The dean scowled as the anthropologist tried to explain. “I mean, all the groups acted within their assigned national characters. The Danes were noble, high-minded, the Austrians untrustworthy, the Spaniards dark and mysterious. The Italians were sexually active, the Americans foolishly ignorant and the Germans pigs.”
This did not work. The dean was thinking: Christ, these generalizing, bigoted remarks from an anthropologist? And that sentence could be read on his face.
“Of course I am generalizing,” said the anthropologist.
They parted in mutual distrust, dislike.
Various people went off to their beds.
No one was any longer playing records, the old man having gone to his bed in a narrow room just off the kitchen.
And, strangely, the still night was hotter than ever.
• • •
One of the “mysterious” dark Spaniards, an intelligent and kindly fellow, walked out onto the porch for a taste of air, and there he came upon the Estonian girl, still crying. For several weeks he had been looking at her with a sort of lustful affection, and so he sat down beside her and did the obvious thing, which was to take her in his arms and stroke her hair.
She soon calmed down, and in a gentle way they talked, in French—whispering, because it was so late and dark. It turned out that by the most wonderful coincidence, the two of them would be attending the Sorbonne that fall. They would see each other again very soon—in Paris!
Quite suddenly visited by despair—it was over, their evening—Diana said, very soft-voiced, to Vittorio, “I guess I ought to go now. To bed.”
“No, you must not.”
Taking her hand, he led her strongly out through the door, across the porch and into the hot black still night, past the clearing where, among the ghostly statuary, Howard Stein had made his hopeful commencing speech.
After the clearing there was a small forest of pines that ran along the lake, and within that forest there was a ring of small thick trees, forming a cave.
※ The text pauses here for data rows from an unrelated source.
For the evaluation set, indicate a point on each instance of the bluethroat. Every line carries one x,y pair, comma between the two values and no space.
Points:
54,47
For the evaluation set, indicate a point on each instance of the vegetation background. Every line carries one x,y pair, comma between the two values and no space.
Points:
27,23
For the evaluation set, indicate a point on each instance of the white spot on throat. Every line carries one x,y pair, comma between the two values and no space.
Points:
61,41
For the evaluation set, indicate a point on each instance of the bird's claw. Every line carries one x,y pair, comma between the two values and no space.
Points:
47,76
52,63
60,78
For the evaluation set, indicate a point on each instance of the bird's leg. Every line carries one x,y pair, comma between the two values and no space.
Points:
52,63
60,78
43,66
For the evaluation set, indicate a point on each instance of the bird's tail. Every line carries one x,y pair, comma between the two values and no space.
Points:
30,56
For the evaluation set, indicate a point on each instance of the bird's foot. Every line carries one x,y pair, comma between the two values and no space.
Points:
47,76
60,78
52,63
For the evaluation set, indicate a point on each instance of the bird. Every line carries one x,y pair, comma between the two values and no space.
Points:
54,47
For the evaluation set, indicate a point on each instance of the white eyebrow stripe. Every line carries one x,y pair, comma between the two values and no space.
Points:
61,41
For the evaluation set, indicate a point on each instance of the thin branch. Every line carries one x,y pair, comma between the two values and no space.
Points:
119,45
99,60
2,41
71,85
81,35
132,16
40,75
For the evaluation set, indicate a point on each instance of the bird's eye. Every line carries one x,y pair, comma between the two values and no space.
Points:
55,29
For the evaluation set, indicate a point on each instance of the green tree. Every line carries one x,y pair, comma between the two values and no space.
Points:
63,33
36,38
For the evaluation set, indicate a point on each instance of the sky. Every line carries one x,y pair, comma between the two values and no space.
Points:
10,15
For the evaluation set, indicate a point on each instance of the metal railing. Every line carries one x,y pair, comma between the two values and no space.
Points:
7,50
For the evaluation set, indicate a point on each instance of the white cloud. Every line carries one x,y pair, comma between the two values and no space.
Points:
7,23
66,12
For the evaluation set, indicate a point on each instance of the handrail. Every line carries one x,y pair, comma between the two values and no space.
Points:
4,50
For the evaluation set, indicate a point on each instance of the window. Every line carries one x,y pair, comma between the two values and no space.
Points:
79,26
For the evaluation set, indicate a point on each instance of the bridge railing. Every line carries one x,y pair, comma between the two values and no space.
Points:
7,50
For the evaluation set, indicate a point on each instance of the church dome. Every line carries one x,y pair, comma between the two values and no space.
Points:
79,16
Into the cave Vittorio led Diana. Where, kissing, embracing each other, they slowly removed their clothes.
At a certain point he said to her, sighingly, “Ah, you are so
thin
.”
And suddenly, for Diana, who had always felt scrawny, inadequate, “thin” was the most beautiful word in the world.
Thin
.
Years later she would sometimes hear that word said in a certain way, and she would be pierced through with remembering
Vittorio, his voice and those dark hours that ended sometime close to dawn.
Since all those events took place so long ago, more than thirty years, it is possible now to know how things turned out, what happened to everyone.
To begin with the worst: Howard Stein committed suicide, an overdose of pills, in the early Fifties. In various intellectual communities, from his own Midwestern university to Harvard and Yale, there were frequent and overheated arguments as to why he did this. Political despair at the emerging climate of the Fifties was one of the most popular theories, repressed homosexuality the other. A few quieter voices (wives) mentioned loneliness, isolation, the sheer fatigue of living.
The dean who had organized the seminar, and who so believed in its success, suddenly left the academic world altogether and went into real estate, where he made a fortune in the late Fifties and early Sixties.
The eminent professors, on the whole, went on to further eminence, except for one, the historian, who, as an enthusiastic adviser to President Johnson on the Vietnam War, an eager hawk, was generally (academically) considered to have disgraced himself.
The unreconstructed Austrian boy married the Fascist Italian girl, amid great pomp, in Venice.
Another marriage: the dark Spanish boy and the pretty blond Estonian girl were married, at her parents’ home in Brittany.